The town plan intriguingly combines New England traditions and Enlightenment rationalism, setting Wilkes-Barre apart from Philadelphia and Lancaster. Durkee's gridded layout, bounded by the present-day North and South streets and running from the Susquehanna River to Pennsylvania Avenue, provided fifty subdivisions, clearly intended—not unlike William Penn's “Greene Countrie towne”—for small family farms. But instead of a compact market square, Wilkes-Barre's plat was centered on a two-acre “Public Square,” recalling New Haven's town green. Turned diagonally with respect to the grid, the square was intended to contain the village's public buildings. Another substantial plot of land stretching along the Susquehanna River followed the New England custom of “common” use. New streets have long since divided the enormous blocks of the original plan, and civic buildings no longer occupy Public Square, but it and the River Common remain public and green.

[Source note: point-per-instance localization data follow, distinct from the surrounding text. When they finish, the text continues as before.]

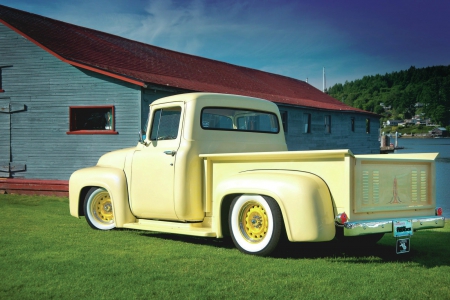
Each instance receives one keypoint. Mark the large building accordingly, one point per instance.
(68, 94)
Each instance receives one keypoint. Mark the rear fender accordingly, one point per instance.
(304, 200)
(111, 179)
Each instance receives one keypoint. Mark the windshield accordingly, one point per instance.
(222, 118)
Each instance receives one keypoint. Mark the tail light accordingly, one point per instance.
(341, 218)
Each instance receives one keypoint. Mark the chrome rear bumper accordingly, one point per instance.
(364, 227)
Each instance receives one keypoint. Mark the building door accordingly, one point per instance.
(7, 166)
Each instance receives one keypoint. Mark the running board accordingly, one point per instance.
(194, 229)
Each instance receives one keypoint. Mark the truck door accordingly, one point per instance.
(153, 166)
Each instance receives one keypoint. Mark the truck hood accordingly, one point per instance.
(115, 159)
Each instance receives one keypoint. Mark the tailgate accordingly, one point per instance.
(394, 182)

Wilkes-Barre's subsequent growth, directed by the scions of its original families, was shaped by industry. In the early 1830s, it was reached by the North Branch Canal, which ran to the east of the town grid. In 1846 railroads came to parallel the canal, creating a heavy belt of industry, beyond which the first collieries were erected. Between this belt and the river, the original town retained much of its New England character, while beyond it there arose dense neighborhoods of miners’ houses. Wilkes-Barre's street names recall this historical sequence. Franklin and Washington are prominent in the original grid, followed by Jackson as a principal cross street; Civil War generals march their way up the Heights in the great era of industrial expansion, to die out with Custer and Reno near the top of the hill.

In 1967, when Wilkes-Barre's downtown was in decline, the city commissioned Philadelphia's Mitchell/Giurgola Architects to undertake a plan for a renewed center. Renewal was accelerated by the Hurricane Agnes flood of 1972. Fortunately, or unfortunately, Wilkes-Barre had access to federal power in the person of Congressman Daniel Flood, the influential House Appropriations Committee subchair, who unleashed a torrent of federal funds that washed away most of the city's Victorian center. Despite the focus on the downtown, much of the region's new energy has developed near the highways with shopping centers near I-81 and the Mohegan Sun Casino at Pocono Downs (PA 315, off I-80). The slots parlor blends generic production architecture by JCJ Architects of Hartford, Connecticut (2007), with hints of the west but lacks the glitter of Las Vegas and the toughness of Pennsylvania. The only regional hint is artwork inside by the local Baut Studio that represents the region's coal being transformed into diamonds.